Anyone know about MD programs for PhDs?
allens at yang.earlham.edu
Mon Apr 27 12:48:40 EST 1992
In article <1992Apr25.184600.25166 at bcnews.bc.edu>, grant at darkstar (Grant W. Balk
> I (Allen Smith) write:
>>In article <1992Apr23.193506.25127 at casbah.acns.nwu.edu>, gupta at casbah.acns.nwu
>> du (Dhanesh Gupta) writes:
>>> I am wondering what the motivation is for a PhD to go to
>>> medical school... if it is to obtain an MD in order to practice
>>> medicine there is only one route-- go through the normal medical
>>> school training and then a residency and possibly a fellowship in
>>> your selected speciality. If it is to put more letters behind
>>> your name... why bother-- an MD is not necessary in order to do
>>> biomedical research, although a RESEARCH fellowship would be
>>> helpful, if not necessary.
>> There is the motivation that it's easier (I've been told) to do
>>work with humans if one has an MD. Otherwise, most agencies will insist on
>>having an MD on the team. I've considered doing a MD/PhD (most of the grad
>>schools I'm looking at are med-school-associated anyway) for that reason,
>>but I couldn't handle the patient care aspect (last 2 years of med school).

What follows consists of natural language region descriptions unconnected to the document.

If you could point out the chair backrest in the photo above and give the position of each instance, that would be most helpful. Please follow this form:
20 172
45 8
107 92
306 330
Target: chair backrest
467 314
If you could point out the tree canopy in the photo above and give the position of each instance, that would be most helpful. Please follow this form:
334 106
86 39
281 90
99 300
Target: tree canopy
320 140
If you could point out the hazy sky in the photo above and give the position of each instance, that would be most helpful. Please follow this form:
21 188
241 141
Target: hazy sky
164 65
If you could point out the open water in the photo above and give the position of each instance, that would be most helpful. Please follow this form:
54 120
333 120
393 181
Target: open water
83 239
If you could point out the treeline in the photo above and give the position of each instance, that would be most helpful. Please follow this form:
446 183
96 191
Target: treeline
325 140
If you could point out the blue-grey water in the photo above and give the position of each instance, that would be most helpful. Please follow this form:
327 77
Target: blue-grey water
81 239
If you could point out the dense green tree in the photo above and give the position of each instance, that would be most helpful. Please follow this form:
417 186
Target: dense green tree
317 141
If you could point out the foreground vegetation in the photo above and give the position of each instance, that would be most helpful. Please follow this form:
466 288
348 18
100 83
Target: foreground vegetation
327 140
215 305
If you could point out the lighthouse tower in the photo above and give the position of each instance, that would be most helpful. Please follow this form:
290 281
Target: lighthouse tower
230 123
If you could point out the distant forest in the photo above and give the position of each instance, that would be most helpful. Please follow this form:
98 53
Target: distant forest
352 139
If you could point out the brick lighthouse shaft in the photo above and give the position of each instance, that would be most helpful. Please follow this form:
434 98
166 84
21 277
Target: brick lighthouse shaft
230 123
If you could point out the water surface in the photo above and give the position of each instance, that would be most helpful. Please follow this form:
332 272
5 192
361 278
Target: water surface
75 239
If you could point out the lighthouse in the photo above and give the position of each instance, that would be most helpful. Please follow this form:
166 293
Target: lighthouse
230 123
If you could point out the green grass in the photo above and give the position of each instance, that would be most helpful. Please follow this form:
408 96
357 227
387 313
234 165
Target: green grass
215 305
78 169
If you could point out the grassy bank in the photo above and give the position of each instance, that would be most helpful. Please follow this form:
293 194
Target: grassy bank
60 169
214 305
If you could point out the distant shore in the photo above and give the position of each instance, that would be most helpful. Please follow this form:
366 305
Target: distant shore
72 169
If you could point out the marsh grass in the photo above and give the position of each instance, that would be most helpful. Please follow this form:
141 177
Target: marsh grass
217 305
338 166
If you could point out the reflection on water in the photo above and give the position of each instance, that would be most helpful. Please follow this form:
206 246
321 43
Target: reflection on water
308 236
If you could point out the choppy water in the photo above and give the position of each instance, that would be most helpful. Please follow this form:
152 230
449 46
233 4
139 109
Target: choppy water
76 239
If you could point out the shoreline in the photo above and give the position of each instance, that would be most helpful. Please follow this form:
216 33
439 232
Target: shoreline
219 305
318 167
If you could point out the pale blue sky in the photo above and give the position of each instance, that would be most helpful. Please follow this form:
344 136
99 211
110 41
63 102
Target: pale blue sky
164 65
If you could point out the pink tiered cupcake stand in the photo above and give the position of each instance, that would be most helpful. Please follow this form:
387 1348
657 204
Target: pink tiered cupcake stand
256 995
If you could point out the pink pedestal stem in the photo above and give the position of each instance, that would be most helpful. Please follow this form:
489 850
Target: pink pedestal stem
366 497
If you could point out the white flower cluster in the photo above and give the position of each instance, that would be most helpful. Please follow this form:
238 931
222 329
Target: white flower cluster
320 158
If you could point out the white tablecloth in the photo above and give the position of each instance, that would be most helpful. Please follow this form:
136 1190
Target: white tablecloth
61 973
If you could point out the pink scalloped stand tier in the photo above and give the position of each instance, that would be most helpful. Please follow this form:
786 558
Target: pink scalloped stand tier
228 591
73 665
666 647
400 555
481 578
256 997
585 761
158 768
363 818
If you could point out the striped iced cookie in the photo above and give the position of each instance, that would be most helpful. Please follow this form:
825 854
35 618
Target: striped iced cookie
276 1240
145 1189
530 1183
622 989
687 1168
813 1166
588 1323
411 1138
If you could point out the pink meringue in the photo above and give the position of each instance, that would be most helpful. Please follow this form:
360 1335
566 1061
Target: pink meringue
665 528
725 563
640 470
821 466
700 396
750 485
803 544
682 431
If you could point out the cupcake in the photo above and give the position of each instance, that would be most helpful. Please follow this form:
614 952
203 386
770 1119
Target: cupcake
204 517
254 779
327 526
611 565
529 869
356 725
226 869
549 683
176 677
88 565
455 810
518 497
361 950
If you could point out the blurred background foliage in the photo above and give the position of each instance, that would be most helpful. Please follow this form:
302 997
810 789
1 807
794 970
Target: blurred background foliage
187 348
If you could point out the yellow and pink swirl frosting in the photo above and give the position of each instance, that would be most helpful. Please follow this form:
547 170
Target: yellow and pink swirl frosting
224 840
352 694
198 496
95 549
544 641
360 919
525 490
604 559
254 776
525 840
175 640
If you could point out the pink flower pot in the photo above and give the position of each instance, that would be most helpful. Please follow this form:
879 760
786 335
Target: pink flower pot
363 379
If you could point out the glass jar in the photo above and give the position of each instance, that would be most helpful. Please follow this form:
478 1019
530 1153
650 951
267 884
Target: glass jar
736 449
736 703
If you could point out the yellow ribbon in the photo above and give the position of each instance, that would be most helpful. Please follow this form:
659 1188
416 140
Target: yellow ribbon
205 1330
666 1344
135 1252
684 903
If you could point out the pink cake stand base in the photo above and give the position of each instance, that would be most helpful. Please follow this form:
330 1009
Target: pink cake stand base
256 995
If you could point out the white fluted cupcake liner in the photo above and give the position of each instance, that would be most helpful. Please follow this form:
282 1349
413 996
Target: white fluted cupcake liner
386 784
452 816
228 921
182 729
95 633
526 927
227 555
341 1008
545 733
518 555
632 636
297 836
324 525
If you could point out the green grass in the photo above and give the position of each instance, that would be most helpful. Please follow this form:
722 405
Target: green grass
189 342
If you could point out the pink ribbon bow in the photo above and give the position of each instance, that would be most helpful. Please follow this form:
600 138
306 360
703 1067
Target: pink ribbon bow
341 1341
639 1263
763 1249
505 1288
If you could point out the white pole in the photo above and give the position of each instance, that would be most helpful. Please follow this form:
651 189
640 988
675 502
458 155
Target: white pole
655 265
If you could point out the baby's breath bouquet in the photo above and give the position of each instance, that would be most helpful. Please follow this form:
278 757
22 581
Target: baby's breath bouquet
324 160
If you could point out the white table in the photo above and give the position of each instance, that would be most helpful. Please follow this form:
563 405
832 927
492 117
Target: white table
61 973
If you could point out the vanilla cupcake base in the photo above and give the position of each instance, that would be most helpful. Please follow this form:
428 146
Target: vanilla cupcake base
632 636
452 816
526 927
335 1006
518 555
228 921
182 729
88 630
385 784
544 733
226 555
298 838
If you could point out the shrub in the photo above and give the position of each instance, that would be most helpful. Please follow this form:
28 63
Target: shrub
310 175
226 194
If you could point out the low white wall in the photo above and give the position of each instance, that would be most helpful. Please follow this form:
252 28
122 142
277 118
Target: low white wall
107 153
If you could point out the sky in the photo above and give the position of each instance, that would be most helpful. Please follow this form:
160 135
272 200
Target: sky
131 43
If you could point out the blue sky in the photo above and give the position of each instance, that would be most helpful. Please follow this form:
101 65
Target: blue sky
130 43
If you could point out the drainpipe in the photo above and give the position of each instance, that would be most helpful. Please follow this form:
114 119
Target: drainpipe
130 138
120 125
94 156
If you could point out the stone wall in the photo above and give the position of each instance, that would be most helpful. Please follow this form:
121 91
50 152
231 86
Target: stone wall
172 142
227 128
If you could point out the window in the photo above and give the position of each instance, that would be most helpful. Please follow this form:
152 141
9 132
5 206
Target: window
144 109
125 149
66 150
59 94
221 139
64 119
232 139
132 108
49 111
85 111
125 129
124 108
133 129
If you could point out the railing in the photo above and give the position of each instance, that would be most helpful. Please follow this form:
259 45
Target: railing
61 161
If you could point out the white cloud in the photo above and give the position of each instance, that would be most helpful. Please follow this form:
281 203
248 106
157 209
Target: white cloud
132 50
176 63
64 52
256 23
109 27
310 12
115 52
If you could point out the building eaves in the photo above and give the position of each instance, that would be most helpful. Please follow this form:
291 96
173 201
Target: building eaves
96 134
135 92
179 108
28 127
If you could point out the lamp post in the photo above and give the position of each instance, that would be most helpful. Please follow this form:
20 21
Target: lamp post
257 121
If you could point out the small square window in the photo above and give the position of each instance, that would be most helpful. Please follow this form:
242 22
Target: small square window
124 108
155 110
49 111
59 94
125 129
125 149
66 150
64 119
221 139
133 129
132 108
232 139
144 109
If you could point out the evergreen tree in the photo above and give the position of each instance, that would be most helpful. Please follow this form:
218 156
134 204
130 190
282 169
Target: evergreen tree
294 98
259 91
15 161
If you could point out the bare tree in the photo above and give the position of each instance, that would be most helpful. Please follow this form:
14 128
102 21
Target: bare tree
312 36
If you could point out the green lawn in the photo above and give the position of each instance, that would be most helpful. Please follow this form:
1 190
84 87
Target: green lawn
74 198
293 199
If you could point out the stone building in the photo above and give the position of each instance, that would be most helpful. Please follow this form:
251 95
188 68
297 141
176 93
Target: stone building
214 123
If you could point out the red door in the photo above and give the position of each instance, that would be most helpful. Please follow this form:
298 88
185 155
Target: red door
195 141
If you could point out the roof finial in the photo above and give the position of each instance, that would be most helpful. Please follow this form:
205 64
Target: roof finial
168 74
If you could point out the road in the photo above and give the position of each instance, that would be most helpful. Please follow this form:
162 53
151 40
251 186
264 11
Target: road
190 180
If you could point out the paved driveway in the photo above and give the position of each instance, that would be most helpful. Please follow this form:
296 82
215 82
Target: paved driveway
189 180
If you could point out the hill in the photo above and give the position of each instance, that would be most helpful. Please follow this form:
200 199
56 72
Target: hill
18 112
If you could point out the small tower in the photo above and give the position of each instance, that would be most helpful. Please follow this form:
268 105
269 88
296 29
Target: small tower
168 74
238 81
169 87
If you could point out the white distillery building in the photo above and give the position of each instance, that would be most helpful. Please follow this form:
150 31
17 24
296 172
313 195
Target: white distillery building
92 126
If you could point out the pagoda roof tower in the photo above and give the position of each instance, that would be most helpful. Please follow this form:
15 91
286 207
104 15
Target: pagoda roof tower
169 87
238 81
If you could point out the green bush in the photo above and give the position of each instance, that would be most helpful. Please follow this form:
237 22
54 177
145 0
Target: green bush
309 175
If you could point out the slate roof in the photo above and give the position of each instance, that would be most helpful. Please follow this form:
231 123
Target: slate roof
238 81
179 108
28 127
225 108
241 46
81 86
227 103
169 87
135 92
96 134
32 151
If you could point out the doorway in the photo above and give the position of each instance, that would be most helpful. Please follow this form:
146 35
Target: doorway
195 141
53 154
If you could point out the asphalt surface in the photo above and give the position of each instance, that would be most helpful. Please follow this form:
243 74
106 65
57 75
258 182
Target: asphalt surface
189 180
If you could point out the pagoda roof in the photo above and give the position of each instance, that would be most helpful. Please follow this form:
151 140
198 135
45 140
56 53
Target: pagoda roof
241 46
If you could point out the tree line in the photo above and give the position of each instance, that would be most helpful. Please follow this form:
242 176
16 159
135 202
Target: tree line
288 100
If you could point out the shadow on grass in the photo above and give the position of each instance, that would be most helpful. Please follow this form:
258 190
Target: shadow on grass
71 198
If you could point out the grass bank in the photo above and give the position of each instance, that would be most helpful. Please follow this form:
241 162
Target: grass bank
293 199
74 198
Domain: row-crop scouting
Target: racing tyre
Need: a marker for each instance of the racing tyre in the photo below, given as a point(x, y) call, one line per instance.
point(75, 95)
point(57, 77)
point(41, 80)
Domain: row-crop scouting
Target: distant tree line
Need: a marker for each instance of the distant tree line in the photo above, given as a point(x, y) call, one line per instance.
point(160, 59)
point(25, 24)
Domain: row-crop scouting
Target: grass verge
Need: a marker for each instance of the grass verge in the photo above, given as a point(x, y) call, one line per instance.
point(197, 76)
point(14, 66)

> It all depends...If you have a MD/PhD it will somewhat lock you out
> of faculty positions at straight Universities. Having served on
> three search committees over the past three years, an individual with
> a MD or MD/PhD is not considered in the same pot as the Ph.D.s.
> I don't know of any MD's in Biology/Molecular Biology/Biochemistry
> Departments (although I certainly can't say that this is totally so-it
> does seem to be the rule). All Universities with extra-mural support
> have to have a Human Subjects committee and approval from said committee
> is sufficient for all non-invasive procedures. Vital samples can usually
> be arranged either via with a colleague or through a University Health
> Services. It really depends on what you want to do with your life.
> The vast majority of Universities expect some teaching for that hard
> money support and for reasons that are unclear to me MDs or MD/Ph.D. are`
> not thought to fit the bill. The reason I say its unclear to me is that
> most Asst. Profs. are usually thrown into a course without any training
> in teaching--that first course or two--whew.
> Good luck...grant balkema grant at darkstar.bc.edu
That's interesting. I had heard that MD/PhDs tended to be in the
top posts. Admittedly, my information sources (mainly MDs, such as my
father) may be biased. The procedures I'm interested in doing (gene
therapy) are far from being non-invasive.
I am not looking forward to having to teach, but it's probably
better than working for a private company and only being able to work on
what they think will make a profit. Thanks for the luck-wish.